The 'bird cemetery' of Mizeb
Massacre in the Maltese hunting associations FKNK hunting area.
In autumn 2009, CABS members made a discovery that highlights the extent of poaching in Malta: In Mizieb, the largest continual forested area on the island, the remains of 192 strictly protected birds were found within a just few hours. These included 38 marsh harriers, 35 night herons, 18 honey buzzards, more than 80 other birds of prey, as well as four nightjars, three hoopoes, a nightingale and an oriole.
The corpses had been hidden in the forest under stones and rubbish and were in various stages of decay - from freshly shot to bone and feather remains that were almost invisible. All the sites were in the immediate vicinity of numbered hunting shelters. The Maltese police seized the birds that we had left on the spot, and the officers did not carry out any professional crime scene or forensic work, nor did they carry out their own search on the huge area.
A few days after the discovery, the hunting association FKNK organised a demonstration in its hunting area against CABS efforts to protect birds - hunting officials accused our members of bringing the dead animals from abroad and hiding them themselves in Mizieb!
In autumn 2010, together with colleagues from BirdLife Malta, CABS members once again found more than 80 bird carcasses in another search - mainly the remains of numerous marsh harriers, honey buzzards, various falcons, cuckoos, bee-eaters, hoopoes and nightjars. During the large-scale campaign, a 26-year-old CABS staff member was attacked by two hunters. The two men tore a bag of dead birds from the bird conservationist's hand and tried to destroy the evidence. Another incident occurred when the FKNK representative responsible for the area punched a CABS member in the face during a discussion. The perpetrator was later fined for assault.
The driving forces behind these discoveries is clear. On the one hand, it is certain that some hunters simply regard the protected birds as living targets and dispose of the evidence of their crimes in this way.

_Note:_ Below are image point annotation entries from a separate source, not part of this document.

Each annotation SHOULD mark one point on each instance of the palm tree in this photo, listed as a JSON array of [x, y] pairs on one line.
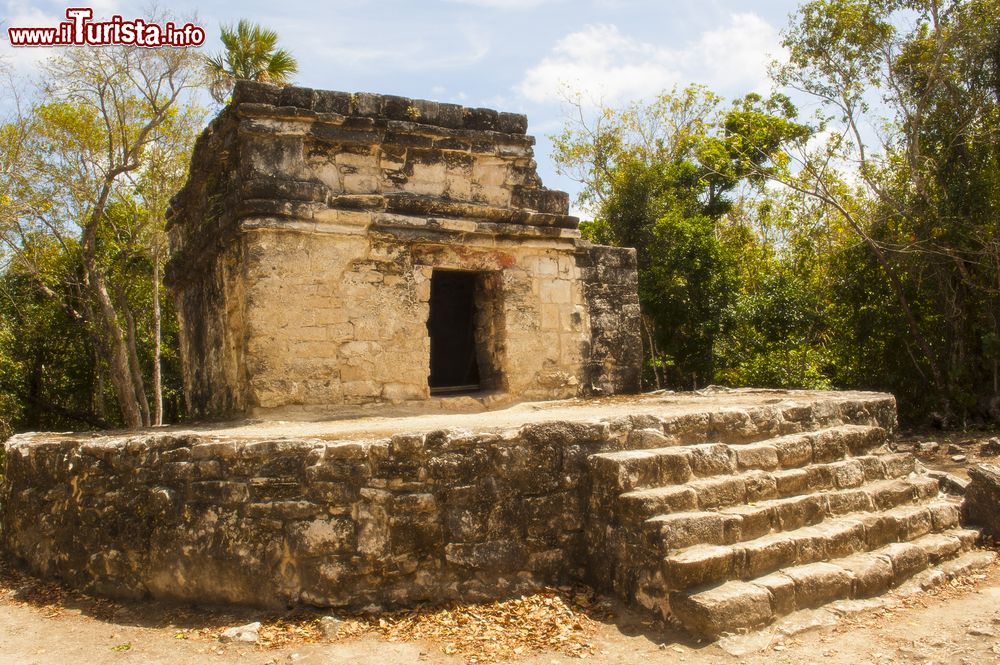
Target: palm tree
[[250, 53]]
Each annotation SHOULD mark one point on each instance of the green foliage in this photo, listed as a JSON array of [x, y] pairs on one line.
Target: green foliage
[[663, 177], [835, 259]]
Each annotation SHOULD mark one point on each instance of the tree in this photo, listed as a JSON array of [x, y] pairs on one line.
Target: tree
[[909, 103], [82, 148], [661, 177], [250, 53]]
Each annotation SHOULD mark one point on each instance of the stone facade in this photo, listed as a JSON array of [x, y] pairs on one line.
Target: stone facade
[[305, 243], [394, 520]]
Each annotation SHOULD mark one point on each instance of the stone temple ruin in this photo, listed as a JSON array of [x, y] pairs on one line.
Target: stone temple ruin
[[382, 255], [332, 250]]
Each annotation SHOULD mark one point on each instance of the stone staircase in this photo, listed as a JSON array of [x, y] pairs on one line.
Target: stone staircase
[[729, 536]]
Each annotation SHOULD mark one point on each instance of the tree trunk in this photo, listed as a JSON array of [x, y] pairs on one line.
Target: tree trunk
[[133, 357], [652, 351], [106, 318], [157, 381]]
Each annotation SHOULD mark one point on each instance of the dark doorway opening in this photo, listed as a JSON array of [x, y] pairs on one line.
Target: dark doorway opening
[[452, 328]]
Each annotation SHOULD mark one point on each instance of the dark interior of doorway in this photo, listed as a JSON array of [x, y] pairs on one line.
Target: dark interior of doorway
[[452, 328]]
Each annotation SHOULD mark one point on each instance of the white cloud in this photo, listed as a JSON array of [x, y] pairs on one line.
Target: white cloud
[[737, 54], [504, 4], [601, 62]]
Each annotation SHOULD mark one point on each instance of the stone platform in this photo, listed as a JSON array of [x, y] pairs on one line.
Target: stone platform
[[724, 509]]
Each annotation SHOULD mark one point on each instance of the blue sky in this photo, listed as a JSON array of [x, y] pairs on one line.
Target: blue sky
[[514, 55]]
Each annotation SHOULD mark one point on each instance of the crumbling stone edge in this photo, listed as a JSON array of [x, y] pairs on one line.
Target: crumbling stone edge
[[397, 521]]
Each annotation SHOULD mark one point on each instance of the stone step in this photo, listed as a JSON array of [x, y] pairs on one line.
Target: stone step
[[726, 527], [703, 564], [737, 605], [759, 487], [626, 470]]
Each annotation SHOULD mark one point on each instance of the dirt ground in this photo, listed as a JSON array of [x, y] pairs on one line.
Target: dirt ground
[[42, 623]]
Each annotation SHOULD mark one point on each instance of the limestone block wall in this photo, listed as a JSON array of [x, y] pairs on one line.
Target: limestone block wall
[[303, 246], [398, 520]]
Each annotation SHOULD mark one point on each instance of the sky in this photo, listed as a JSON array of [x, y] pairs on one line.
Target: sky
[[512, 55]]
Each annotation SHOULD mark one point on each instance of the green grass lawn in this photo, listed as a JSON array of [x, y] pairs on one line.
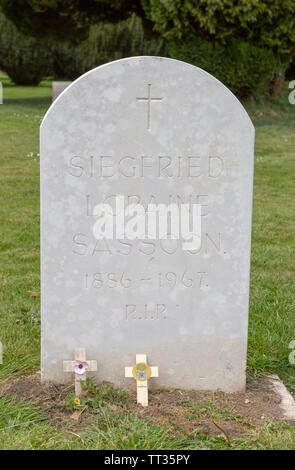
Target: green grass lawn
[[23, 424]]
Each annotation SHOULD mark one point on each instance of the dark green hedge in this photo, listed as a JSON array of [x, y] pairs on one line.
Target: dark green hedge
[[24, 59], [106, 42], [242, 67]]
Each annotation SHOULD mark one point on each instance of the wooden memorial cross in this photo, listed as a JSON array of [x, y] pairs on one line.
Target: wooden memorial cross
[[80, 366], [141, 372]]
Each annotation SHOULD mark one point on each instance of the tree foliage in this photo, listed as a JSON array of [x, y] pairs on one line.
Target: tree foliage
[[106, 42], [65, 19], [269, 23], [24, 59]]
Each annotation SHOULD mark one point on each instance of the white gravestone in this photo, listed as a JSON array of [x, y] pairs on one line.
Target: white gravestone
[[152, 130]]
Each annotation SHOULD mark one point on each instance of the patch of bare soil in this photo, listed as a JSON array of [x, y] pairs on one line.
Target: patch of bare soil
[[214, 413]]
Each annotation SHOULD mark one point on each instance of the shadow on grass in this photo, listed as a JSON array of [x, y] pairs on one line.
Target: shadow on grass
[[32, 102]]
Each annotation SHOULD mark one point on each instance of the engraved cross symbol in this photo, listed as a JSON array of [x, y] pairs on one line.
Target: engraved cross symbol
[[149, 101]]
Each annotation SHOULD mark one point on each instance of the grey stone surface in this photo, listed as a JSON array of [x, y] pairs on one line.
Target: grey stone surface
[[196, 334], [58, 88]]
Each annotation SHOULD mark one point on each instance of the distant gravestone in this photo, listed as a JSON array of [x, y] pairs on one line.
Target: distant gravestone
[[152, 130]]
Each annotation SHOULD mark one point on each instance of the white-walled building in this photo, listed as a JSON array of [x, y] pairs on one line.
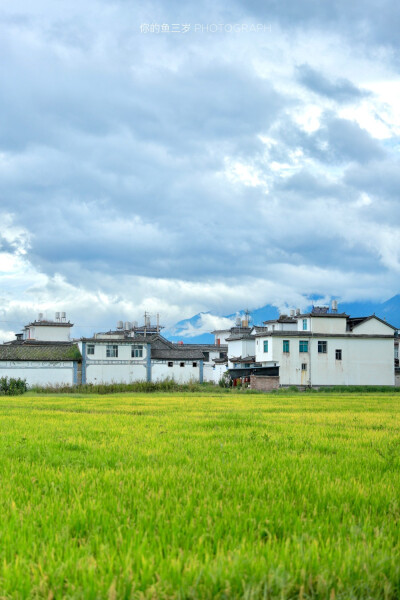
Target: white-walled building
[[46, 330], [328, 348], [43, 354], [134, 355]]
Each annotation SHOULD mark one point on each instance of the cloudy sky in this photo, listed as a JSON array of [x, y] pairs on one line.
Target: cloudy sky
[[179, 158]]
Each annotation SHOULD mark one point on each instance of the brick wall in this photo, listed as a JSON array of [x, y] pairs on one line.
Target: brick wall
[[264, 383]]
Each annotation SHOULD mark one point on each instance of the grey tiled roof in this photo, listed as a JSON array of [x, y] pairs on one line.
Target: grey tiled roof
[[47, 352]]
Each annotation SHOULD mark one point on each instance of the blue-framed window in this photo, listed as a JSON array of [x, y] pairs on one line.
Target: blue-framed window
[[136, 351], [112, 351], [303, 345]]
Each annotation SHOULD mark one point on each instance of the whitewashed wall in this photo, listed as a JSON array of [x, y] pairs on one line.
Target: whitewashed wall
[[161, 371], [49, 333], [112, 372], [39, 372], [365, 361]]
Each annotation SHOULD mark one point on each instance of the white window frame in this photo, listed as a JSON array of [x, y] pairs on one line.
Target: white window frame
[[137, 351], [112, 351]]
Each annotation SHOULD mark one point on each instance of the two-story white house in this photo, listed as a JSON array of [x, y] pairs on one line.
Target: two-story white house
[[325, 347]]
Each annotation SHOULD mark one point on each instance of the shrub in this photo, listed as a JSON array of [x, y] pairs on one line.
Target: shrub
[[12, 387]]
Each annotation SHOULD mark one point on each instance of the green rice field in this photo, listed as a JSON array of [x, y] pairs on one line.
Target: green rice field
[[202, 495]]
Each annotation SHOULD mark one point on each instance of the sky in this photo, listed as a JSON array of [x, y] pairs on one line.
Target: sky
[[183, 157]]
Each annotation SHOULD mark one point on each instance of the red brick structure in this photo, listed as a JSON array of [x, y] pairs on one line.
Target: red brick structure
[[264, 383]]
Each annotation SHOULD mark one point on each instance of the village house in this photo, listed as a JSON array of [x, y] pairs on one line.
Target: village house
[[44, 354], [324, 347]]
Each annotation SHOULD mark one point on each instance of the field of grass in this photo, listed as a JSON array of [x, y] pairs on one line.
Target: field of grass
[[200, 496]]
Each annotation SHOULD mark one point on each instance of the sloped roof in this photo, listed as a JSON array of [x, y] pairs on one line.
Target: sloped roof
[[355, 321], [47, 352], [49, 324]]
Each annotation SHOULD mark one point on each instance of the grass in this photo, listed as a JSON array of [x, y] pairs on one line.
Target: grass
[[200, 496]]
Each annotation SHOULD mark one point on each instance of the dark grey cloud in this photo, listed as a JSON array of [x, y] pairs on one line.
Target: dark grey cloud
[[341, 90], [132, 156], [337, 140]]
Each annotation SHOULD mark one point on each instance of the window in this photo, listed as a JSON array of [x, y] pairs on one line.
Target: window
[[303, 345], [136, 351], [112, 351]]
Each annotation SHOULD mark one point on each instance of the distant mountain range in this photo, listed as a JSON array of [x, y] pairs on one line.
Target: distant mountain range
[[196, 329]]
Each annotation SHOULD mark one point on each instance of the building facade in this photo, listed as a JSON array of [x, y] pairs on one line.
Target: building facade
[[322, 348]]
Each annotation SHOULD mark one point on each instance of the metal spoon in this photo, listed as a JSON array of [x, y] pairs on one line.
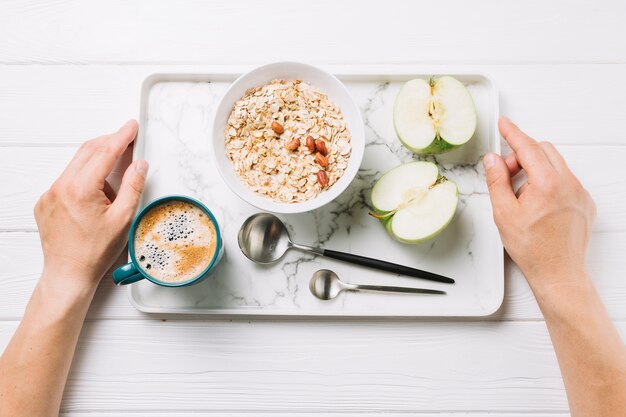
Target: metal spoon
[[263, 238], [326, 285]]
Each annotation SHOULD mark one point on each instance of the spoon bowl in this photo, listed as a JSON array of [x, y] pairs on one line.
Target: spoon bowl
[[263, 238], [326, 285]]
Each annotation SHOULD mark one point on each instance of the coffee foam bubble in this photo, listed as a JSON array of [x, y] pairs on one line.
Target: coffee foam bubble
[[174, 241]]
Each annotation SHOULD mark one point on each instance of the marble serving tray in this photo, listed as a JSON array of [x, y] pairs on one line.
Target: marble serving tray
[[176, 114]]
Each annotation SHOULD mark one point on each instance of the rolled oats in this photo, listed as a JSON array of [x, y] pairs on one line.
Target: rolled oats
[[261, 133]]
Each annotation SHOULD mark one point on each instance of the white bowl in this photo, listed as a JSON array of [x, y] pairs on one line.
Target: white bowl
[[318, 78]]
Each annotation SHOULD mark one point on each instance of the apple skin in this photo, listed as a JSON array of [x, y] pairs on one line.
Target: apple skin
[[386, 222]]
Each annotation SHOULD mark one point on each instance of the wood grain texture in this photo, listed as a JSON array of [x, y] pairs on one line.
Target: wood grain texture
[[353, 31], [68, 104], [219, 413], [313, 366], [21, 258]]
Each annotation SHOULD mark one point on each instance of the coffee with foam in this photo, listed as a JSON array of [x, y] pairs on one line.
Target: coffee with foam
[[175, 241]]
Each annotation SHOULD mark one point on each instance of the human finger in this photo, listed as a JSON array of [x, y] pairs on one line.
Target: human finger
[[512, 164], [133, 182], [107, 152], [499, 182], [555, 157], [528, 153], [109, 191]]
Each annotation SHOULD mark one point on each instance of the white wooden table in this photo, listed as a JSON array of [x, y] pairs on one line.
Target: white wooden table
[[71, 70]]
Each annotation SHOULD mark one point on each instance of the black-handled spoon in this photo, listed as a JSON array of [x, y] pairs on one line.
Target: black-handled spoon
[[263, 238]]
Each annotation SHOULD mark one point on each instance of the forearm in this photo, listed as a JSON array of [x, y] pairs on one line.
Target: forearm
[[591, 354], [35, 364]]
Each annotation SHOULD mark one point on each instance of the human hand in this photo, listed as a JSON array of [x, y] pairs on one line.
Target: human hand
[[545, 226], [82, 222]]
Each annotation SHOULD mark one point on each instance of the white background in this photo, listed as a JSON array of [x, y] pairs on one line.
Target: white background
[[71, 70]]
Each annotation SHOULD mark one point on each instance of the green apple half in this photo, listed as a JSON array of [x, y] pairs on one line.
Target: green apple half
[[434, 116], [414, 202]]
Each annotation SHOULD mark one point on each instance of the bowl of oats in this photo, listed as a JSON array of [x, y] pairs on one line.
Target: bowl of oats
[[288, 137]]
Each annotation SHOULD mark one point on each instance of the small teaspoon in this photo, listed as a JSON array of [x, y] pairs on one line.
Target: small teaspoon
[[326, 285], [263, 238]]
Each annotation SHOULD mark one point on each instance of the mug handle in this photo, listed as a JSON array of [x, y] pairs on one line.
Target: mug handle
[[126, 274]]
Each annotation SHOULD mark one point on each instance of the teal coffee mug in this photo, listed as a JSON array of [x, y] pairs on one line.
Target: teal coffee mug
[[176, 235]]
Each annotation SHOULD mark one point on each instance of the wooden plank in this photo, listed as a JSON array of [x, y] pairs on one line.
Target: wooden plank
[[299, 414], [25, 173], [69, 104], [21, 258], [245, 31], [314, 366]]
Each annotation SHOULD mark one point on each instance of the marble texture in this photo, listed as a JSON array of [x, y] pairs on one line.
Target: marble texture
[[177, 116]]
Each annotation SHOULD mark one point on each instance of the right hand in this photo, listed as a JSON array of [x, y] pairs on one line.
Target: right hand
[[545, 226]]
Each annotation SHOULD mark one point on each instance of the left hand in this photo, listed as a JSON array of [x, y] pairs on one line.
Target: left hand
[[82, 224]]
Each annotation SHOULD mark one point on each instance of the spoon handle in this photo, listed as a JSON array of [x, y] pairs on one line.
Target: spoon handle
[[386, 266], [385, 288]]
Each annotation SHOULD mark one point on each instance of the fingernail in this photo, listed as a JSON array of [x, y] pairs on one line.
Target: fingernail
[[128, 123], [489, 160], [141, 167]]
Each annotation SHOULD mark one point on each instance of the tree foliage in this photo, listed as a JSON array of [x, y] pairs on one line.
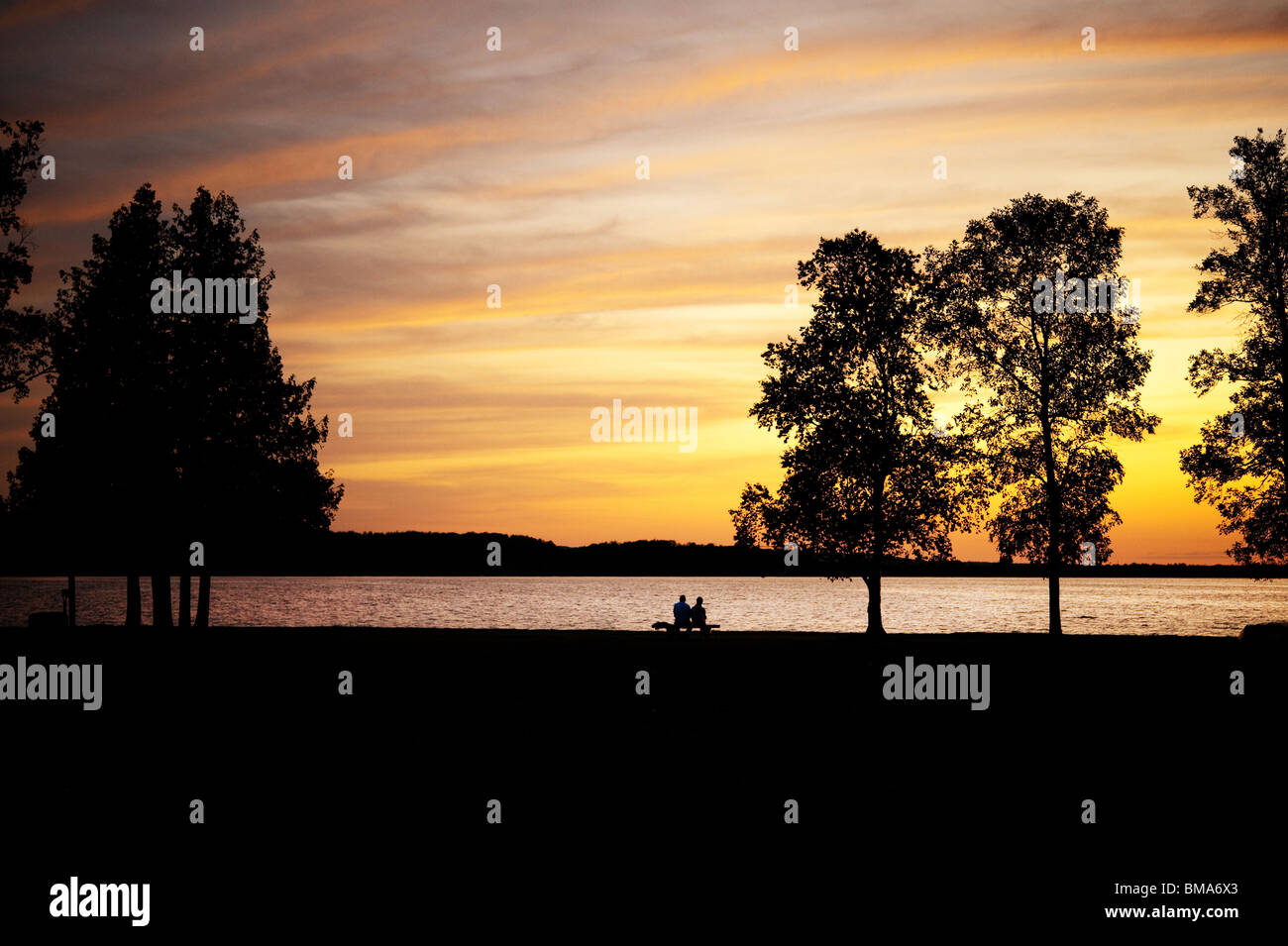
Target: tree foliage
[[864, 475], [1239, 464], [24, 332], [1047, 386], [171, 428]]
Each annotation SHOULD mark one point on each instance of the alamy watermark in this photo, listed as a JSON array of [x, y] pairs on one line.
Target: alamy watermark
[[192, 295], [632, 425], [1074, 296], [26, 681], [936, 683], [75, 898]]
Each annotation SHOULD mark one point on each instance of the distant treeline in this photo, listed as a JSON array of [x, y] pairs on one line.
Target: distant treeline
[[468, 554]]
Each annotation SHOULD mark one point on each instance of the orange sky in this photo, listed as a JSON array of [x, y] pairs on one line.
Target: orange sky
[[518, 168]]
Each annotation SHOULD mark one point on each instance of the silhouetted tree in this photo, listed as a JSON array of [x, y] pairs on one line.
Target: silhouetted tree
[[179, 426], [1239, 465], [1050, 374], [24, 332], [866, 475]]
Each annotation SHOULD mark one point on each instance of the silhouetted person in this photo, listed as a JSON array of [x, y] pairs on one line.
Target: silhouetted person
[[682, 614], [698, 615]]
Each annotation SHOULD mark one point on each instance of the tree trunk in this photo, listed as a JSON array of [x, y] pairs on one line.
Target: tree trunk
[[1054, 601], [161, 601], [1055, 523], [184, 598], [204, 598], [133, 601], [874, 581]]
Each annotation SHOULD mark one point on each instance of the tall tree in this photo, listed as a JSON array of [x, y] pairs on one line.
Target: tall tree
[[197, 434], [1029, 310], [866, 475], [1240, 464], [24, 332]]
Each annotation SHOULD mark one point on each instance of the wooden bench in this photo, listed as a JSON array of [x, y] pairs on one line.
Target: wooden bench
[[673, 628]]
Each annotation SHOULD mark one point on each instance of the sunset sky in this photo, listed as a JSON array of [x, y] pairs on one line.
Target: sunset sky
[[518, 167]]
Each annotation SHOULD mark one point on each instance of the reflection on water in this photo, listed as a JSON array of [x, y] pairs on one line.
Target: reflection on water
[[1090, 605]]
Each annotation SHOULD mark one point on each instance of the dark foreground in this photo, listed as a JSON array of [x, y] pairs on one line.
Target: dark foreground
[[622, 812]]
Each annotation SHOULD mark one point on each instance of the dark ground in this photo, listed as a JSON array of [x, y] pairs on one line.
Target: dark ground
[[622, 813]]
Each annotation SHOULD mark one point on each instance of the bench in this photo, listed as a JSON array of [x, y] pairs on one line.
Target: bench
[[673, 628]]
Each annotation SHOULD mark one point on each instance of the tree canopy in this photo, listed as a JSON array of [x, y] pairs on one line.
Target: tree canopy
[[1239, 464]]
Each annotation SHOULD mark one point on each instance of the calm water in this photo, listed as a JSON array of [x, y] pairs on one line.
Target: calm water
[[1090, 605]]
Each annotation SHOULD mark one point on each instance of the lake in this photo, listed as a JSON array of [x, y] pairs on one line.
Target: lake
[[1090, 605]]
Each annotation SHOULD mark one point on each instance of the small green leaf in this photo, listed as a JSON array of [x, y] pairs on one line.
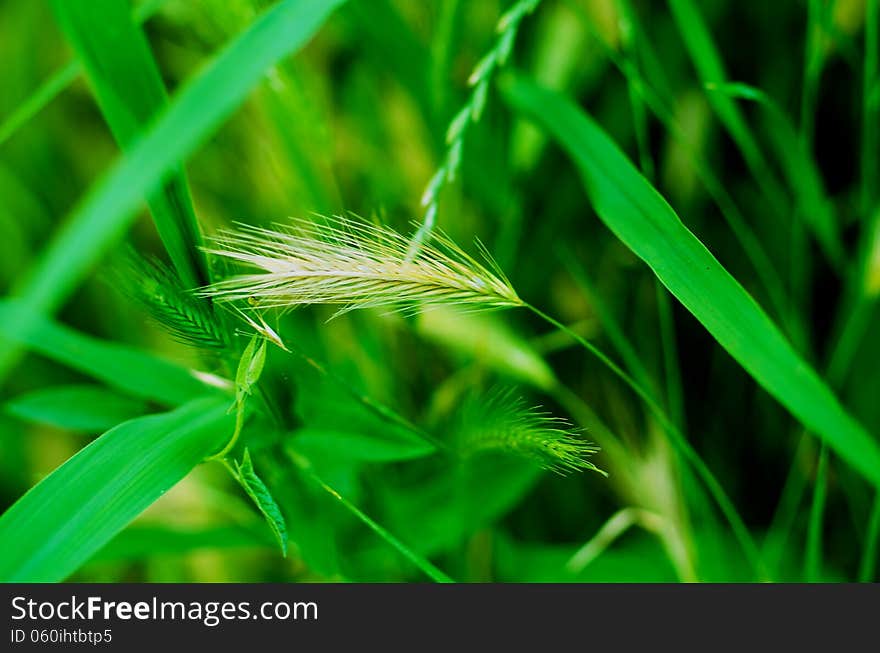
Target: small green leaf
[[87, 408], [262, 498], [250, 367]]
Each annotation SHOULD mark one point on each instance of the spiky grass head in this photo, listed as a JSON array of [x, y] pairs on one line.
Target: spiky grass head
[[353, 264], [504, 422], [187, 317]]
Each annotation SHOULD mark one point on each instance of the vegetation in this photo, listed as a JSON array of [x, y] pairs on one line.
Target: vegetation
[[380, 290]]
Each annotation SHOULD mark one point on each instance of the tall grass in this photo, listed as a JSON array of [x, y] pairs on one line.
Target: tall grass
[[684, 296]]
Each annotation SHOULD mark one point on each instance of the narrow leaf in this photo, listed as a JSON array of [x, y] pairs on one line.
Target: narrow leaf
[[88, 408], [61, 522], [130, 92], [645, 222], [137, 373], [194, 113], [262, 498]]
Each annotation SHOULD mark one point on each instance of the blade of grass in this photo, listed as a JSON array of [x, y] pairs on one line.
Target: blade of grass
[[710, 69], [868, 566], [130, 92], [679, 441], [613, 330], [813, 563], [642, 219], [303, 465], [814, 60], [194, 113], [58, 82], [62, 521], [799, 167], [137, 373], [658, 103], [871, 107], [87, 408]]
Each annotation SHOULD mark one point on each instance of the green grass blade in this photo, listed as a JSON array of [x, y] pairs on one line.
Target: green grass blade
[[138, 542], [59, 81], [61, 522], [44, 94], [355, 446], [88, 408], [130, 92], [871, 107], [814, 60], [799, 168], [645, 223], [193, 114], [613, 330], [135, 372], [421, 563], [868, 566], [710, 69], [813, 562], [658, 101]]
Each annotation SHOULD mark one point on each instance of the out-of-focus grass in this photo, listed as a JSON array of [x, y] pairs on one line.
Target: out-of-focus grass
[[279, 109]]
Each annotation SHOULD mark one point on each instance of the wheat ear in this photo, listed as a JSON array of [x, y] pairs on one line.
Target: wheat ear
[[352, 264]]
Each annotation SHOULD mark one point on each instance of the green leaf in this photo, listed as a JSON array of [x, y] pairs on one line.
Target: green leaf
[[130, 92], [250, 366], [87, 408], [262, 498], [645, 223], [421, 563], [137, 373], [60, 80], [798, 166], [710, 69], [141, 541], [195, 112], [62, 521], [353, 445]]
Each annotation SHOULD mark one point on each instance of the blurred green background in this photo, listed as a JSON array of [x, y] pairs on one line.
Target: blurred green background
[[355, 122]]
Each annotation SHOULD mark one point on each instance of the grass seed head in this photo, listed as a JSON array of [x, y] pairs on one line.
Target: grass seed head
[[353, 264], [503, 422]]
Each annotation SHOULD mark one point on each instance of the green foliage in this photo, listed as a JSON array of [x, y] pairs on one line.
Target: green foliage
[[74, 511], [87, 408], [640, 217], [366, 439], [131, 94], [258, 492], [184, 315], [502, 422]]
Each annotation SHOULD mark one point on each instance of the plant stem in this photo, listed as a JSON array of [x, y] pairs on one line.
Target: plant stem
[[813, 563], [424, 565], [868, 567]]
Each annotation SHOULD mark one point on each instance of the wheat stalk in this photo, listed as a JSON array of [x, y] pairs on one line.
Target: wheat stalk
[[353, 264]]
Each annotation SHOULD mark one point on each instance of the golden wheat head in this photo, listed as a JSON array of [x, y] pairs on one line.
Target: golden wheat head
[[353, 264]]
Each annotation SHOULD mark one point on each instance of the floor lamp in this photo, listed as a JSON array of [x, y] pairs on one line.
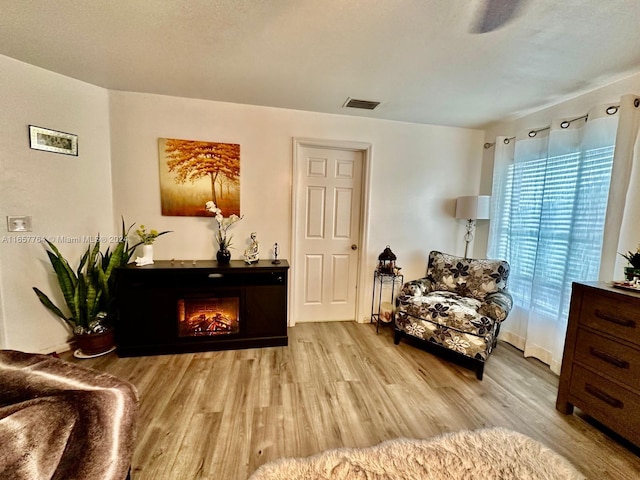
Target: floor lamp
[[471, 209]]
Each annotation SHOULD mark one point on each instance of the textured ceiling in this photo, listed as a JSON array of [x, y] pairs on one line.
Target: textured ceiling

This explains why relatively well-preserved birds have been found. On the other hand, trophy collectors, are looking for as many well-preserved specimens of different species, sexes and colour morphs as possible. If they shoot a bird from a distance that turns out to be unusable on closer inspection - e.g. because they already have the colour variant in their collection or the plumage is severely damaged by the shot - they hide and discard it as useless under stones or rubbish. And last but not least there are mistaken kills. This probably explains the cuckoos and nightjar that are always found hidden in Mizieb, which are confused at dusk with their narrow wings and rapid flight with the turtle dove which are the intended target.
At another place - the Dweijra Lines near Mgarr - a similar situation was found during the same period: Here the birds lay in an almost inaccessible historical moat. The specimens were mainly bee-eaters, but also marsh harriers, honey buzzards, cuckoos and swifts. The birds had apparently fallen into the ditch during the illegal hunt, without being able to be recovered, but some of them had obviously been disposed of in the ditch.
In the following years there were further searches in Mizieb, during which less and less dead birds were found under stones. Meanwhile the situation in Mizieb has largely calmed down, the number of illegalities observed is clearly declining - not least because of our permanent presence on the island and especially in this area.